Getting a second opinion from Gemini 2.5 Flash:
llm -f /tmp/llm.txt \
-m gemini-2.5-flash-preview-05-20 \
-f issue:https://github.com/simonw/llm/issues/1143 \
-s 'Think hard about this problem and if the proposed solution makes sense, suggest alternatives, then suggest an implementation plan for if the proposed solution could work'
https://gist.github.com/simonw/6d007917183eebd32f7062c8746e3285 - 5 cents
Not a very useful answer, it didn't seem to understand my proposal to not have to rewrite build_messages() etc.
But it did make me think about an option 3: any time I need to fetch an attachment as in asyncio mode, do that in a thread pool. That's not a terrible option to be honest. I should probably be doing that for reading multi-MB files off disk anyway.
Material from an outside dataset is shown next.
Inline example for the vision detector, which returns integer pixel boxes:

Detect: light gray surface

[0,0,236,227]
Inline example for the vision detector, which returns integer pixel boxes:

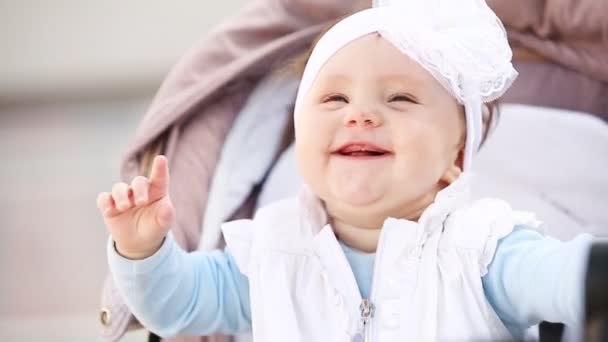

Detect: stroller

Flash also reminded me that there's another blocking call: the resolve_type() thing. Even if I'm passing a URL directly to a model that supports URL I may still need to do a head() request to check the content type, if that's an API that requires the content type rather than guessing itself: https://github.com/simonw/llm/blob/fd2f0ffbcd93176811ccc6fc0897b67f6bc570f3/llm/models.py#L72-L85
Easiest way to write this is probably to have an await attachment.prepare() method which is called in asyncio context prior to .execute().
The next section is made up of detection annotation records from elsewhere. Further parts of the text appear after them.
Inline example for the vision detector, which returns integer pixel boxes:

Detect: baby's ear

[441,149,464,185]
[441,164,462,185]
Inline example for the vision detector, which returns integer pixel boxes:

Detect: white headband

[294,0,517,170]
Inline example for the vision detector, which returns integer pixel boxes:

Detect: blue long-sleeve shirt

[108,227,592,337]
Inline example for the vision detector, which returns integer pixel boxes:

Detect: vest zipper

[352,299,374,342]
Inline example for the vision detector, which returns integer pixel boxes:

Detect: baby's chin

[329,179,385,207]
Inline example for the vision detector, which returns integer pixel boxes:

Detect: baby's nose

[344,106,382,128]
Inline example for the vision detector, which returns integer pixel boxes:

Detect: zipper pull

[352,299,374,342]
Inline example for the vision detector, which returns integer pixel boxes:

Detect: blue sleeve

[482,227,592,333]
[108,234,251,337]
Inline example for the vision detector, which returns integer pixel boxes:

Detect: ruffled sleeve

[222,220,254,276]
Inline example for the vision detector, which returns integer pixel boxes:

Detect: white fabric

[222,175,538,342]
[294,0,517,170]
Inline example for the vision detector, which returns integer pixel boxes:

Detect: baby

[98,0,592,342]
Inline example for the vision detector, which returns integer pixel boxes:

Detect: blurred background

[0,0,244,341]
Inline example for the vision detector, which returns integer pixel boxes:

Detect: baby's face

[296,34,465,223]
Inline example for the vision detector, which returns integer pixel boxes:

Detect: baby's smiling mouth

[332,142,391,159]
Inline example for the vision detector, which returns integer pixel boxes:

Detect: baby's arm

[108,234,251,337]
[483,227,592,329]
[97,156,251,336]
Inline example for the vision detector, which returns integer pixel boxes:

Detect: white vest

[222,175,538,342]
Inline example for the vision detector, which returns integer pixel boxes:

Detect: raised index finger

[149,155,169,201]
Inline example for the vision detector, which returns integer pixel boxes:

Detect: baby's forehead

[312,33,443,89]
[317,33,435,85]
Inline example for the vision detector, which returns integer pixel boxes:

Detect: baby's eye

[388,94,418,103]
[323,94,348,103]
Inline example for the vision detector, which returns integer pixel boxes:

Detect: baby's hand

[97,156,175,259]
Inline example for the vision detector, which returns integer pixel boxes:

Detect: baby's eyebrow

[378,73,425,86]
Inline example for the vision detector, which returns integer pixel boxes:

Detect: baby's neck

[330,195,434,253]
The thread thing wouldn't help, because an operation in a thread can only unblock the event loop if you call asyncio.to_thread(fn) - so I would still need to re-engineer build_messages() etc to be async functions.
If I can get it to work the thing where the attachments are prepared prior to calling execute() would definitely be a lot less disruptive.
If I wasn't so keen to avoid rewriting a bunch of plugins, what would the solution look like?
I think it might be to have an AsyncAttachment class (similar to how there's AsyncResponse to accompany Response).
If your model is an async model, all attachments passed to it on both the prompt and the conversation are actually AsyncAttachments - you have to call await attachment.resolve_type() and await attachment.content_bytes() on them from your build_messages() equivalent methods.
Implementation detail: I could have a method on the regular llm.Attachment() class called something like attachment.to_async() which simply returns an AsyncAttachment with the same path / URL / etc properties.
Maybe I could even move in that direction - implement the workaround version first, but also have the AsyncAttachment mechanism and coach people to upgrade their plugins to use it.
Plugins could have a supports_async_attachments = False property which they flip to True when they want to start getting AsyncAttachment instances passed to them.
Getting a second opinion on that from o4-mini:
llm -f /tmp/llm.txt \
-m o4-mini \
-o reasoning_effort high \
-f issue:https://github.com/simonw/llm/issues/1143 \
-s 'Think hard about this problem and if the proposed solution makes sense, suggest alternatives, then suggest an implementation plan for if the proposed solution could work'
https://gist.github.com/simonw/de64a8d90c2718fb79368fd7a50746d6 - not a bad answer: https://gist.github.com/simonw/de64a8d90c2718fb79368fd7a50746d6 - 16 cents.
For the moment, I am going to mention this in the documentation as a restriction and link to this issue.
@simonw I've added a proposal for this in https://github.com/simonw/llm/pull/1195.
Instead of implementing an async version for all the non-async versions, we can use await asyncio.to_thread(sync_function), which should be safe for network IO. It can be tested using pyleak, which helps detect blocked event loops.